In terms of associated impairment, one study reporting that, in a sample of 59 youth, those with tics indicated an overall lower quality of life than their healthy counterparts [65]. Since motor and vocal tics frequently occur at inappropriate times, where utterances or sporadic movements would be deemed strange or distracting, a main negative effect of these disorders is extreme social discomfort. Individuals with TDs commonly report heightened feelings of sadness, shame and self-consciousness [16]. In addition, individuals with TDs have reported social difficulties with creating and maintaining friendships, hardships in dating, rejection from peers, social withdrawal, teasing, aggression, low popularity, negative social perceptions, and lower social acceptability [35, 66, 67, 68, 69, 70, 71, 72].

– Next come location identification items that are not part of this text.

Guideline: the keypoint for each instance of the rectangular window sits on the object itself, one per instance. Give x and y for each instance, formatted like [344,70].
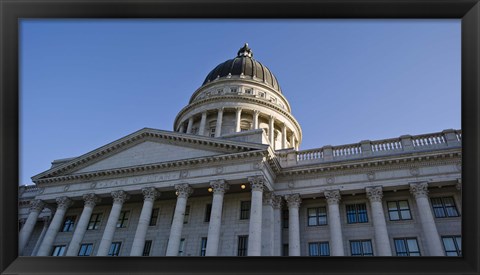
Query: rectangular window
[154,217]
[245,210]
[203,246]
[69,223]
[181,247]
[242,245]
[146,248]
[208,212]
[317,216]
[187,214]
[452,245]
[444,207]
[115,249]
[58,250]
[399,210]
[95,221]
[123,219]
[85,249]
[285,218]
[406,247]
[319,249]
[357,213]
[361,248]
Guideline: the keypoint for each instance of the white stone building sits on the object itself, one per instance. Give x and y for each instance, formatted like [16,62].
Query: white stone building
[230,180]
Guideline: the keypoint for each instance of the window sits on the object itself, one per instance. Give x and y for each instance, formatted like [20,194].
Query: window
[407,247]
[95,221]
[154,217]
[68,224]
[285,218]
[361,248]
[452,245]
[181,247]
[123,219]
[317,216]
[203,246]
[242,245]
[58,250]
[319,249]
[208,212]
[444,207]
[85,249]
[115,249]
[146,248]
[357,213]
[245,210]
[398,210]
[187,214]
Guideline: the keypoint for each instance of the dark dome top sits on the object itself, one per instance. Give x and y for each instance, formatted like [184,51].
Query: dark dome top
[245,65]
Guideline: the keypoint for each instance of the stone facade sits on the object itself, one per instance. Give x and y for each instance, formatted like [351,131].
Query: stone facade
[230,180]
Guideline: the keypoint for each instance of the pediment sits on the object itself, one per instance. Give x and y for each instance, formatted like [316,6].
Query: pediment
[145,147]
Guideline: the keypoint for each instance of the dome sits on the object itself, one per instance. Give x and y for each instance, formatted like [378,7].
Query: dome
[244,66]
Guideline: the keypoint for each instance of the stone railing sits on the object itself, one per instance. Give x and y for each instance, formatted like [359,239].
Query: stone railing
[367,148]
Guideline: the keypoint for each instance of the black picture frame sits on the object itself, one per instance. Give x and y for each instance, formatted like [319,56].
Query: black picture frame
[12,10]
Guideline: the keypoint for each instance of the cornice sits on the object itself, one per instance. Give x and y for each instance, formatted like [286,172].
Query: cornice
[142,135]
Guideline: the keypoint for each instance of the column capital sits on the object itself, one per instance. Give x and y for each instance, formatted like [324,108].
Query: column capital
[375,194]
[219,186]
[293,200]
[120,196]
[150,193]
[332,196]
[37,205]
[183,190]
[277,202]
[419,189]
[257,183]
[91,199]
[64,202]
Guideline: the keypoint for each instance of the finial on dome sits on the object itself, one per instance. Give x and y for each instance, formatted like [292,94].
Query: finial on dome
[245,51]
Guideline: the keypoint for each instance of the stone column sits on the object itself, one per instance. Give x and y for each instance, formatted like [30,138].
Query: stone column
[46,247]
[255,119]
[238,117]
[336,238]
[271,131]
[90,201]
[293,202]
[149,196]
[119,197]
[183,192]
[213,238]
[46,223]
[190,125]
[277,224]
[382,241]
[203,121]
[218,127]
[267,224]
[36,206]
[255,227]
[430,233]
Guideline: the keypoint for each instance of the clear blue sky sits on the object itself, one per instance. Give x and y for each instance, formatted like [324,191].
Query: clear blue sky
[85,83]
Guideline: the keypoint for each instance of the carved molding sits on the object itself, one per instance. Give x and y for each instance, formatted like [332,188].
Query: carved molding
[332,196]
[293,200]
[183,190]
[419,189]
[375,194]
[120,196]
[91,200]
[219,186]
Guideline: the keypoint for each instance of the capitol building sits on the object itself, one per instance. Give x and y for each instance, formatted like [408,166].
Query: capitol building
[230,180]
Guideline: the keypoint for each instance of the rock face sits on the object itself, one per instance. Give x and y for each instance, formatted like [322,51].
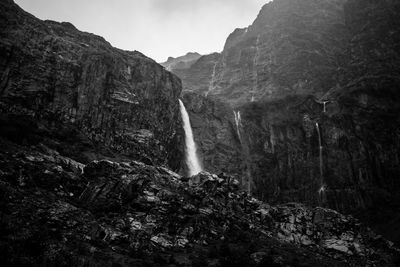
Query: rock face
[182,62]
[293,47]
[123,99]
[201,76]
[56,211]
[331,63]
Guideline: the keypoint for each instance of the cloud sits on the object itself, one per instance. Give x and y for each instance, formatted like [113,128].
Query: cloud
[157,28]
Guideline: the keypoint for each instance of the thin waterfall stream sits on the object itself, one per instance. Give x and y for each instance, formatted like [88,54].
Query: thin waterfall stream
[191,158]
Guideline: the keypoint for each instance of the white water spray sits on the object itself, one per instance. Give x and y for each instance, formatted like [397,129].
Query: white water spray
[238,123]
[255,73]
[212,81]
[192,161]
[321,163]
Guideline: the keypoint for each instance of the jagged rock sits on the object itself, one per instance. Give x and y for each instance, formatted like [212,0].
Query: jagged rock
[182,62]
[121,99]
[113,218]
[334,63]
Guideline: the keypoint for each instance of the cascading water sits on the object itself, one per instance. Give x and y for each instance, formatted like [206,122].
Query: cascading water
[322,189]
[192,161]
[212,81]
[238,123]
[255,73]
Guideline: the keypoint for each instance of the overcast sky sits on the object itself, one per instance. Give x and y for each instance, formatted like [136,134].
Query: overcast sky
[157,28]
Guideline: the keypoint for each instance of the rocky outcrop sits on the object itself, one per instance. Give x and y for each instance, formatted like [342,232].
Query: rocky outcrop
[200,78]
[53,72]
[303,63]
[291,48]
[182,62]
[213,124]
[56,211]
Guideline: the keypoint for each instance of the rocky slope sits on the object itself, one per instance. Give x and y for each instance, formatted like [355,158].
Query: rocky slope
[182,62]
[293,47]
[57,211]
[53,72]
[331,63]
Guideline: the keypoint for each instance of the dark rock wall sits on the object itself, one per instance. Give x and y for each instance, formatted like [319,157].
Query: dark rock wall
[343,53]
[118,98]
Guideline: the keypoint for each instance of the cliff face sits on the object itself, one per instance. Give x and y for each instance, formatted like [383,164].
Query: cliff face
[293,47]
[122,99]
[334,64]
[182,62]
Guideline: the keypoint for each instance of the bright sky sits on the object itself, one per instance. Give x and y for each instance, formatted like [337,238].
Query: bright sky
[157,28]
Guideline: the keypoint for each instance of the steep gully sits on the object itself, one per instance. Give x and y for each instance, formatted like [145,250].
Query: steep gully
[319,113]
[91,136]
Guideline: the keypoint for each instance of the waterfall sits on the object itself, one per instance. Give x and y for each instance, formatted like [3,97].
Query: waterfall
[192,161]
[321,163]
[212,81]
[238,123]
[255,62]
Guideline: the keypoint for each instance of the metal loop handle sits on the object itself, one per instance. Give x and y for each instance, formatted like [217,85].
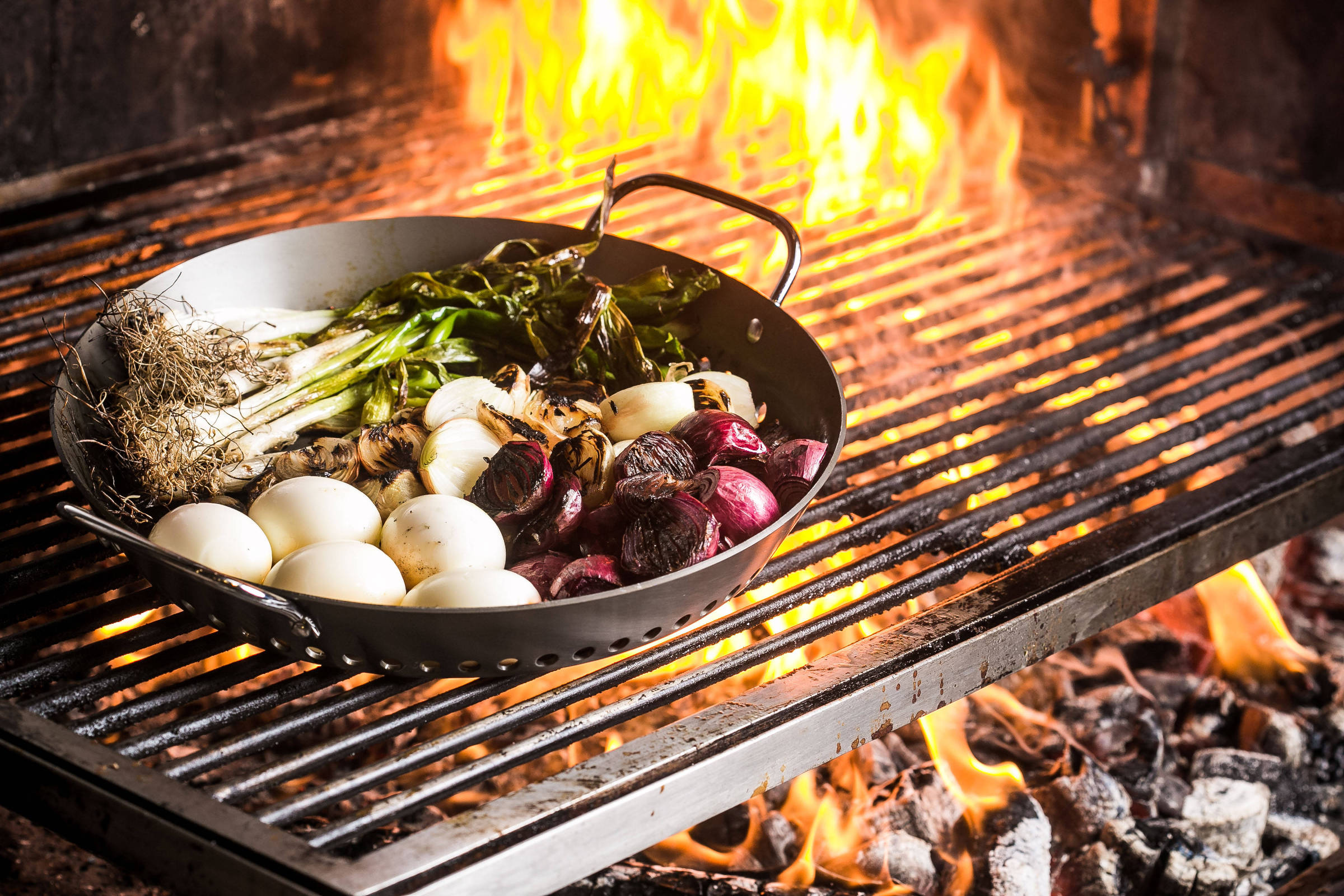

Impairment in the academic realm also appears to be common in individuals with TS. Research indicates that tics contribute to declines in academic functioning, with one survey reporting that 50% of their sample (71 guardians of children with TS) insisted tics produced moderate interference in their children's reading and writing abilities [69]. Another study reported that of 59 children with TS, 36% claimed that their tics hampered their class preparedness, ability to write, complete homework, and their concentration levels [35].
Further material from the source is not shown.